President Obama was counting strokes on the golf course at Fort Belvoir in northern Virginia last Saturday, but the day before a $91,318.76 contract was awarded to count something quite different at Fort Belvoir: bats. The Virginia Department of Conservation and Recreation will conduct the "Bat Population Survey" as part of Fort Belvoir's Threatened and Endangered Species Surveys:
At least part of the reason for the population survey is to determine if the "little brown bat" or other bats should be placed on the endangered species list. Were this to happen, the listing could impact "mission related activities" and "development" on the Army base. The documents say:
The little brown bat is being evaluated for listing under the endangered species act. Listing of this bat or other bats that are known to occur could have impacts on development and mission related activities. This survey is to identify roost locations and collect population information that can be used to monitor the bat populations on the installation in the future.

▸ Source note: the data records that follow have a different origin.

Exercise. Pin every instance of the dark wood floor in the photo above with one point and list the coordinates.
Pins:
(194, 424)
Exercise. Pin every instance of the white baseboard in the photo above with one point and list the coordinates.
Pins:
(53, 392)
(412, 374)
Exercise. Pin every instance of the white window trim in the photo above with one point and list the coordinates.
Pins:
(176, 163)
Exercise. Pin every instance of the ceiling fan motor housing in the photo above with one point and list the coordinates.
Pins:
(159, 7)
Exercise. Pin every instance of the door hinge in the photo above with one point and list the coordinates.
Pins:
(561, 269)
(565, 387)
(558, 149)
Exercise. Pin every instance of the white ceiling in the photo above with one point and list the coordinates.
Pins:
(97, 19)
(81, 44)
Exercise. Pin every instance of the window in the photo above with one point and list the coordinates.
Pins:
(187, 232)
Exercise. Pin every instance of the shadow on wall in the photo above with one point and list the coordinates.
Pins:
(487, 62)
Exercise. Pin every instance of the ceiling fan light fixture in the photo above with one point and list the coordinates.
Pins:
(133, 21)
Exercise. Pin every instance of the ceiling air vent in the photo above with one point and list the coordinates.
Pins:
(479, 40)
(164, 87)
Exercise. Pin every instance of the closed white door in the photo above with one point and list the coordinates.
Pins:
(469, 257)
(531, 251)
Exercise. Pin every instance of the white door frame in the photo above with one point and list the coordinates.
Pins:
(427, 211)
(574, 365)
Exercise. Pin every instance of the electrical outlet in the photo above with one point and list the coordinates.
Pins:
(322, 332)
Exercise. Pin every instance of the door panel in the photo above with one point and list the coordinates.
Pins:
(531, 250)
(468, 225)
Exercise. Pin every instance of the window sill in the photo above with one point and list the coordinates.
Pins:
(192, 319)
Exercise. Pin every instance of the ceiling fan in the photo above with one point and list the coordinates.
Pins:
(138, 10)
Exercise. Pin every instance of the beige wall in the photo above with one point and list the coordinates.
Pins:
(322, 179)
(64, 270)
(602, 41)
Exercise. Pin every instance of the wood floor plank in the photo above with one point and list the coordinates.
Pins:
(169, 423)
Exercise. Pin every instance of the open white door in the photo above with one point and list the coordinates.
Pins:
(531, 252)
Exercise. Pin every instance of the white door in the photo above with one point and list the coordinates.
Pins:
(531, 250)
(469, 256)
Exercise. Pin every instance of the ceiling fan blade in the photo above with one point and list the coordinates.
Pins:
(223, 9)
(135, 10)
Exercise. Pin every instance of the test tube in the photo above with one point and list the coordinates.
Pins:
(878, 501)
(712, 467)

Also, this information will be invaluable if any of the bat species on the installation will be listed under the endangered species act.
Also of interest to the Army in the survey is evidence of "white nose syndrome," which has been devastating bat colonies throughout the country in recent years.
The contractor's duties include "perform[ing] site investigations, preparation of reports and maps to assess the locations of bat roosts, determine the number of bats and species, population density and biological data collection, and population dynamics." The contract term is one year.